Certain attachments not working in full text index

Test setup:Created a new database: testfti.nsf

Database is located on a Linux server running Domino 8.5.2

Database has one form and one rich text field

Added 4 documents:

Document 1 – rich text field has the term “Indianapolis”

Document 2 – rich text field has an MS Word 2003 document attached that contains the term “Miami”

Document 3 – rich text field has an MS Word 2007 document attached that contains the term “Chicago”

Document 4 – rich text field has a text file attached that contains the term “Dallas”

Created a full text that included attached documents and specified using conversion filters.
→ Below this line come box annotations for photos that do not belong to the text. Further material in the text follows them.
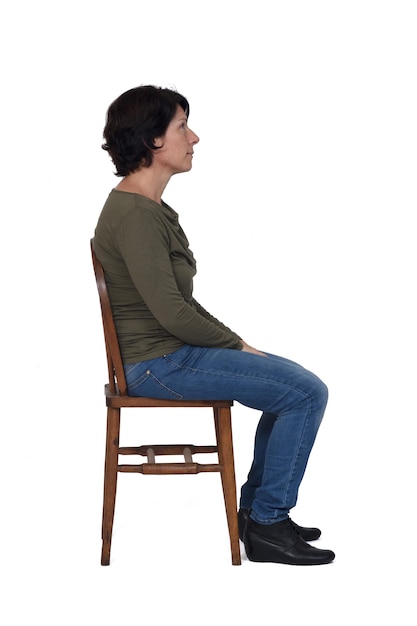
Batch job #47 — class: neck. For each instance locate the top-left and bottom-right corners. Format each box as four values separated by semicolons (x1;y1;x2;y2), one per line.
116;167;169;204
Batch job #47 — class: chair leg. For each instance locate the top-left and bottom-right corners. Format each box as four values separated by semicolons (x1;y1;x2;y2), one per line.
213;408;241;565
101;408;120;565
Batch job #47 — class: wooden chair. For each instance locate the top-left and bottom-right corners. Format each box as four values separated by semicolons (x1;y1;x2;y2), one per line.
90;240;241;565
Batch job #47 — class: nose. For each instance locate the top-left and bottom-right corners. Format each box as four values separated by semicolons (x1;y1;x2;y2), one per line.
189;129;200;145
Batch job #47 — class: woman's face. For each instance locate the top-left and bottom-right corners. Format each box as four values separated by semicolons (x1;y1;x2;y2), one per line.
153;106;200;175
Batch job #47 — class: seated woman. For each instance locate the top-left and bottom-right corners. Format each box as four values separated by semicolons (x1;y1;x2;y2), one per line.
93;85;335;565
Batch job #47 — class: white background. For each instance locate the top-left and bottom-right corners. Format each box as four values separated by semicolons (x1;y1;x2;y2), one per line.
0;0;417;626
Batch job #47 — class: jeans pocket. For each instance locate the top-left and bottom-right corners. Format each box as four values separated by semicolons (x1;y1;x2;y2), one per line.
125;364;184;400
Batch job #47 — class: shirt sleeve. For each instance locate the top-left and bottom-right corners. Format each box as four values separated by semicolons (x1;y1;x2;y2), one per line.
117;211;242;349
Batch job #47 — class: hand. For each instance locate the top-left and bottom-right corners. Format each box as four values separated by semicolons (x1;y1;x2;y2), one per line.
240;339;266;356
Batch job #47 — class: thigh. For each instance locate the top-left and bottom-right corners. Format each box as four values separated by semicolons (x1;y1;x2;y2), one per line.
161;346;324;414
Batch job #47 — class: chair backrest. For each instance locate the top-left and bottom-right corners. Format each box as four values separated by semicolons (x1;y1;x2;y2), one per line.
90;239;128;396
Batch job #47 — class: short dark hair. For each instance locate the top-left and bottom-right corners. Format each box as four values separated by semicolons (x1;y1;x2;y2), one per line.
102;85;190;176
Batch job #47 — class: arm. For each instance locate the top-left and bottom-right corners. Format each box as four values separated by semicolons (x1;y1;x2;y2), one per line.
117;206;242;349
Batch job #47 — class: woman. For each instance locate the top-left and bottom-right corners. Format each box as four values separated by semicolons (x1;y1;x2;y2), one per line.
94;86;335;565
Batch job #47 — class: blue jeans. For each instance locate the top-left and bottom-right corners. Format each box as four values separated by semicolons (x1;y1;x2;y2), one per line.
125;345;328;524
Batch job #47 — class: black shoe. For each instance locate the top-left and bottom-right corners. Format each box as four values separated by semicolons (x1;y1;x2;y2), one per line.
243;517;335;565
237;509;321;541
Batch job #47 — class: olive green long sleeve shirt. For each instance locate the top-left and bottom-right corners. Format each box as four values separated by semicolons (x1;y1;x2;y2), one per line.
93;190;242;364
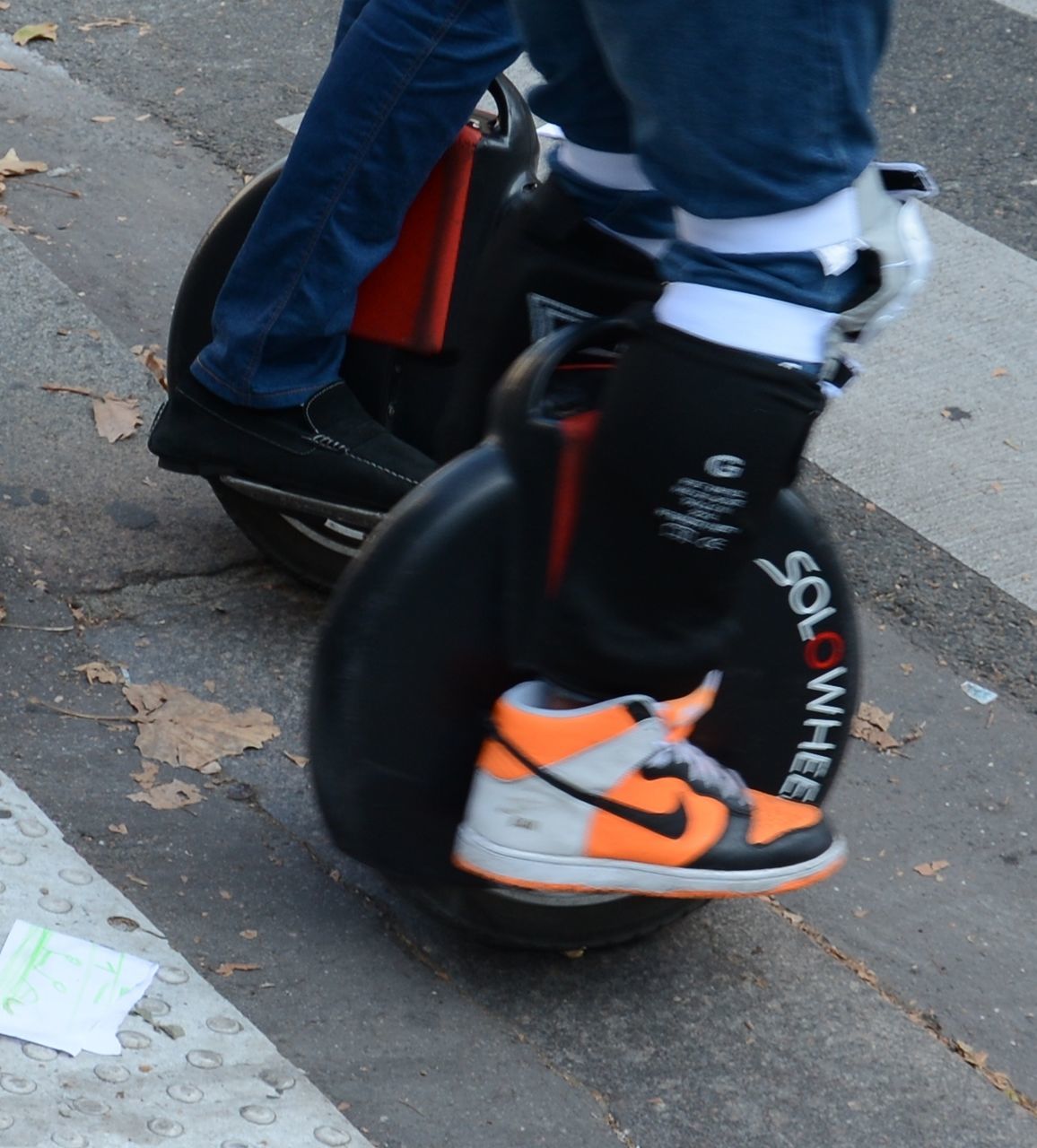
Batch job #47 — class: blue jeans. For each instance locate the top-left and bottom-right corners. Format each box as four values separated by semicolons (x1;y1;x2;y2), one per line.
192;0;519;407
513;0;891;323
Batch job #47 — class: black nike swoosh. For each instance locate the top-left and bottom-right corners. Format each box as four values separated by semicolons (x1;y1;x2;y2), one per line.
489;726;688;841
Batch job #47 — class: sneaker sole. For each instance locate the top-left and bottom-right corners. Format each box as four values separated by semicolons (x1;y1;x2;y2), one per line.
454;827;846;898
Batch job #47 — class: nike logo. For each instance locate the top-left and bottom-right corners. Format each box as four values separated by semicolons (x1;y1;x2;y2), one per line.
491;726;688;841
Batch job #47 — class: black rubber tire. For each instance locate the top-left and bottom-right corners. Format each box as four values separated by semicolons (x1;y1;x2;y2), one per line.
209;479;370;592
310;444;858;950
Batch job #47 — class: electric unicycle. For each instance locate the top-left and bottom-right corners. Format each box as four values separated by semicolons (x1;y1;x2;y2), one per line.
161;79;858;950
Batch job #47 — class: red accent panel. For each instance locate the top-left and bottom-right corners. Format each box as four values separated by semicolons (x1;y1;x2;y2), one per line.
350;126;481;355
546;411;601;596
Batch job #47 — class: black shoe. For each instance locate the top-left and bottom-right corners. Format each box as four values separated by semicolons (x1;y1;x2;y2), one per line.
148;377;435;509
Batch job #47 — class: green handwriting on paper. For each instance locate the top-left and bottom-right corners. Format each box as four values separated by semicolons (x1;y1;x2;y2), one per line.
0;921;135;1024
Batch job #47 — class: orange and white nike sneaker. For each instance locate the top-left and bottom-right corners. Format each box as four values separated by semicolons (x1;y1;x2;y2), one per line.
454;674;846;897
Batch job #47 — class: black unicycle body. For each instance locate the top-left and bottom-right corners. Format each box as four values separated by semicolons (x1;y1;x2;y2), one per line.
310;320;858;950
169;79;858;950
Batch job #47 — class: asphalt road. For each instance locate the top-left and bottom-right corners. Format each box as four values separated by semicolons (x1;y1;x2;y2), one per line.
0;0;1037;1148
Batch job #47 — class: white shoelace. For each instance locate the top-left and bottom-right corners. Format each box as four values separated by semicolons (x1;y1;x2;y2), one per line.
644;741;749;806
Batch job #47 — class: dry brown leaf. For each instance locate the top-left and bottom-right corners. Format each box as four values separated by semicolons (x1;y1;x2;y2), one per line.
0;148;47;176
11;24;57;47
130;761;159;788
126;782;204;809
123;682;280;770
955;1040;990;1069
75;661;123;685
850;701;902;751
93;390;144;442
213;961;259;977
130;344;169;390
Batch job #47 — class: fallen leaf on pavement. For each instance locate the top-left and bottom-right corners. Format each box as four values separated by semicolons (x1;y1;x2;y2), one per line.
40;383;94;398
0;148;47;176
11;24;57;47
126;782;204;809
75;661;123;685
850;701;902;750
93;390;144;442
75;16;152;36
954;1040;990;1069
213;961;259;977
130;344;169;390
130;761;159;788
123;682;280;770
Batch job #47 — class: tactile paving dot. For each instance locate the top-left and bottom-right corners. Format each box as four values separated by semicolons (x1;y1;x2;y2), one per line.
57;869;93;885
313;1124;353;1148
0;1073;36;1096
73;1096;110;1116
116;1029;152;1051
50;1132;90;1148
239;1104;277;1124
205;1016;241;1036
136;996;169;1016
94;1065;130;1083
165;1083;205;1104
155;964;188;985
0;772;370;1148
36;895;73;913
148;1116;184;1140
259;1069;295;1091
187;1048;222;1069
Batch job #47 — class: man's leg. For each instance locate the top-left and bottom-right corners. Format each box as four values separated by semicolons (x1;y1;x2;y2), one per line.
455;0;923;895
148;0;518;509
517;0;919;697
194;0;518;407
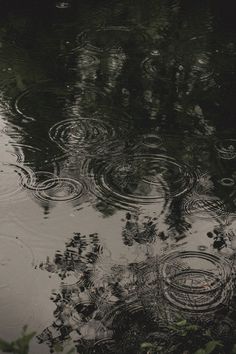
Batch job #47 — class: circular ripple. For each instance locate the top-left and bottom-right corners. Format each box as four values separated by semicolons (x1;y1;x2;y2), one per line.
183;196;227;219
160;251;232;312
141;50;161;77
220;177;235;187
36;177;87;202
25;171;59;191
215;139;236;160
0;163;34;201
90;155;194;207
49;114;131;155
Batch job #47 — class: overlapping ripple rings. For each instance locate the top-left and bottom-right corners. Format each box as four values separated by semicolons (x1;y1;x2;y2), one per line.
183;195;227;219
35;177;87;202
0;163;33;201
161;251;232;312
49;114;132;155
91;155;195;207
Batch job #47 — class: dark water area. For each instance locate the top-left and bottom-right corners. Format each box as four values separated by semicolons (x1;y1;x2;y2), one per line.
0;0;236;354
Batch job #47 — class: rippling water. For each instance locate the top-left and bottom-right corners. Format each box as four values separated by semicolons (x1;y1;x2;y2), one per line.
0;0;236;354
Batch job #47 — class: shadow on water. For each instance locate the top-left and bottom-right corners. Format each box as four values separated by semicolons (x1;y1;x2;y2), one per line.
0;0;236;354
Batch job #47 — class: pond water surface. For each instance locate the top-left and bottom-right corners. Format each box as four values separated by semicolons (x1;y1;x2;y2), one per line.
0;0;236;354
From the debug file it looked like all documents and all attachments were indexed. (see below)

Results:

The expected documents were found when searching using the specified terms with the exception of the MS Word 2007 attachment. The search term ‘Chicago” returned no results and generated “OUT FTGSearch error = F22” on the server. (see below)
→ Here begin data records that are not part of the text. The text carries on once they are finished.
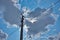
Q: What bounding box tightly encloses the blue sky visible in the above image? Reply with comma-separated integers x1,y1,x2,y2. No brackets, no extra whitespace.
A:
0,0,60,40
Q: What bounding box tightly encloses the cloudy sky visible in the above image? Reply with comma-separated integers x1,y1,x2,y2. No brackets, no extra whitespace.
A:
0,0,60,40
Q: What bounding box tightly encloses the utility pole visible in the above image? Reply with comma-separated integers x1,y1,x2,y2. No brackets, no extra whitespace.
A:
20,15,24,40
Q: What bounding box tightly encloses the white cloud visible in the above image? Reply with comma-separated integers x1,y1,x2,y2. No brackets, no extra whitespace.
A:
25,18,37,23
51,13,59,20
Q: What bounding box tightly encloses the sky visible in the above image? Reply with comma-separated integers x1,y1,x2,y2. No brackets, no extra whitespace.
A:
0,0,60,40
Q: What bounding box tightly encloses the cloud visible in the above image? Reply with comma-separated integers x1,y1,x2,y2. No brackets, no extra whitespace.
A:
0,0,22,25
48,33,60,40
26,8,56,35
0,30,8,40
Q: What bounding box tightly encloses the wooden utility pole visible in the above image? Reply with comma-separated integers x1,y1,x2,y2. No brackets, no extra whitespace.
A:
20,15,24,40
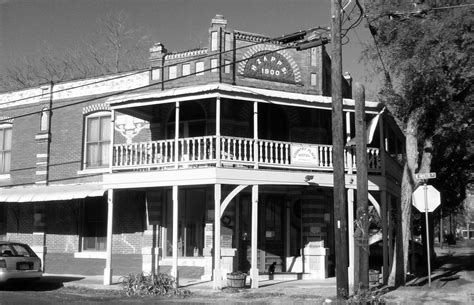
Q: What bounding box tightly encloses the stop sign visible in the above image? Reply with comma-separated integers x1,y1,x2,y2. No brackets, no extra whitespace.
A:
413,185,441,212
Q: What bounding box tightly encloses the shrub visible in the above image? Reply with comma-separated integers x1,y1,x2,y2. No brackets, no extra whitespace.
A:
122,272,191,297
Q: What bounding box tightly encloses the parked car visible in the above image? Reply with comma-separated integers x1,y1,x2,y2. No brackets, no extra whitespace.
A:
0,241,43,283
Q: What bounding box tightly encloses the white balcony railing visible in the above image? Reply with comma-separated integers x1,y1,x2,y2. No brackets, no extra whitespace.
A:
112,136,381,171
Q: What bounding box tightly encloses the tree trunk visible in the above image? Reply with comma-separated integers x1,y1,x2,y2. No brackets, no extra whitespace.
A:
388,111,419,287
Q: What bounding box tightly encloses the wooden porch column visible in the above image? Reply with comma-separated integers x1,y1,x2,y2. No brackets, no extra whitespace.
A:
104,189,114,285
173,102,179,169
109,110,115,173
378,114,386,176
253,102,258,169
380,190,390,285
171,185,179,285
216,96,221,167
347,189,356,290
346,111,355,288
213,183,222,289
250,185,258,288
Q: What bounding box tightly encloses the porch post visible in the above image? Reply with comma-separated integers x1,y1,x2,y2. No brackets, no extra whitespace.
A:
213,183,222,289
347,189,355,290
380,190,390,285
104,189,114,285
346,111,355,289
216,96,221,167
109,110,115,173
250,185,258,288
253,102,259,169
171,185,178,284
173,102,179,169
378,114,386,176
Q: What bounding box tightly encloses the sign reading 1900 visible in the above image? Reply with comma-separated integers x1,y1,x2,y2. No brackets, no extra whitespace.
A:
244,51,295,84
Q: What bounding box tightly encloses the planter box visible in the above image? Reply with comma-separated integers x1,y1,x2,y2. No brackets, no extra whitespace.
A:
227,273,247,288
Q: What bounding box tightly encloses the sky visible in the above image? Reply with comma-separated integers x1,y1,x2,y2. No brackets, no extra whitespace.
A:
0,0,378,92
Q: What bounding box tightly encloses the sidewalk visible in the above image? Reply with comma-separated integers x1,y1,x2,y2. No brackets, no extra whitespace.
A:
42,240,474,305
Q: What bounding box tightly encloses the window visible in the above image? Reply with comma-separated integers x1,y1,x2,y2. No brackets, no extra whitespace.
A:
168,66,177,79
311,73,317,86
0,124,12,175
196,61,204,75
224,60,230,73
309,48,317,67
211,32,217,51
211,58,217,72
82,198,107,251
224,33,232,51
85,112,110,168
183,64,191,76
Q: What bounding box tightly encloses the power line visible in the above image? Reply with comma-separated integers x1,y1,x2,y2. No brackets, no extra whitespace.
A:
0,27,327,108
0,45,294,124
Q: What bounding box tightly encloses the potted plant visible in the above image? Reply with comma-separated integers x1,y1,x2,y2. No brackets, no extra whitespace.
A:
227,271,247,288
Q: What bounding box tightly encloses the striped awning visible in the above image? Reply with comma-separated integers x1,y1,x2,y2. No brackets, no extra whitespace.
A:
0,184,105,202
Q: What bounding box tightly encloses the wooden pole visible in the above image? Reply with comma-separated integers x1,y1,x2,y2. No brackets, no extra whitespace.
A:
355,83,369,291
331,0,349,299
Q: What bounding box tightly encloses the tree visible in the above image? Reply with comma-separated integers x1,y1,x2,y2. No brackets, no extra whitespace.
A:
363,1,474,286
0,12,152,90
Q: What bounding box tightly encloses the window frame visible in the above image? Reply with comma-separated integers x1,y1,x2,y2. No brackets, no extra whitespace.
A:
82,111,110,170
0,123,13,175
196,61,205,75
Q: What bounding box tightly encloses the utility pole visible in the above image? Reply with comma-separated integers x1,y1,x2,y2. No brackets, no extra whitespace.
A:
331,0,349,299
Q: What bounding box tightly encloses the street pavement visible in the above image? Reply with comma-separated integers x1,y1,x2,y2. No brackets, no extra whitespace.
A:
38,240,474,305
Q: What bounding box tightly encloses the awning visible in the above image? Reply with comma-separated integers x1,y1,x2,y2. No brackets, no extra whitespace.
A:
0,184,105,202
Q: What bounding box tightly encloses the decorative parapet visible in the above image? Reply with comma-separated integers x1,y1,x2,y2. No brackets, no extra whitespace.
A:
165,49,207,60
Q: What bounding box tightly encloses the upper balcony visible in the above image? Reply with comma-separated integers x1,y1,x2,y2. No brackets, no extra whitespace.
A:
109,84,401,177
112,136,382,173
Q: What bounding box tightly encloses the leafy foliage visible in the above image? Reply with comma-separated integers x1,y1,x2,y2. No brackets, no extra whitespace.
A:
122,273,191,297
364,1,474,218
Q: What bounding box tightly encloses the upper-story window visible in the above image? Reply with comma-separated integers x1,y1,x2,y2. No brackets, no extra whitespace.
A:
183,64,191,76
196,61,204,75
309,48,318,67
84,111,110,168
224,60,231,73
168,66,178,79
211,31,217,51
211,58,218,72
224,33,232,51
0,124,12,174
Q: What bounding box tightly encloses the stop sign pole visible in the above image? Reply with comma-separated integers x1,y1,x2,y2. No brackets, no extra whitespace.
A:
413,173,436,287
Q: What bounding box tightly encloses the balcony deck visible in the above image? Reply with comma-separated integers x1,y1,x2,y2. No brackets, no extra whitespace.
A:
112,136,382,173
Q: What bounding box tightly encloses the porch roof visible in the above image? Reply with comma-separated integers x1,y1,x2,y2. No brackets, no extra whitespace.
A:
107,83,382,113
0,184,105,202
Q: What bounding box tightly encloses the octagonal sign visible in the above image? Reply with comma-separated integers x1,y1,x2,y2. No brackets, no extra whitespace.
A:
412,185,441,212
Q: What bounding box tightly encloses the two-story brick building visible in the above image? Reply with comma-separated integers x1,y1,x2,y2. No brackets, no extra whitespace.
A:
0,15,403,287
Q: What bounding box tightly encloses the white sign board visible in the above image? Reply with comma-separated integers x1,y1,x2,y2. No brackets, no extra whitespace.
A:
291,145,318,166
412,185,441,212
415,173,436,180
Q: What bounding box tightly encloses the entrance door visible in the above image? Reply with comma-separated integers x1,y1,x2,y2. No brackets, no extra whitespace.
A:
260,195,285,272
238,195,285,272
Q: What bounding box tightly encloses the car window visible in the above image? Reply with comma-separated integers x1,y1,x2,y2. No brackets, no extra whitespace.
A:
0,245,14,257
12,244,32,257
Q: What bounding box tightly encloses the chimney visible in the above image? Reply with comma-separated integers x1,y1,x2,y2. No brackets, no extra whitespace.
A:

A local replica was made using an 8.5.2 Notes client and indexed using the same options. On the local replica the MS Word 2007 document was returned when searching for the term it contained, “Chicago”

I thought this was an 8.5 issue but just for grins I made a replica of the database on a Domino 7.0.2 server running on Windows. I was surprised to see the same results- the search term was not found in the MS Word 2007 attachment but was found in the MS Word 2003 document.

Similar results for PDF attachments – search terms not found in PDFs of any version.

I get the feeling that I must be missing something obvious. Formats.ini?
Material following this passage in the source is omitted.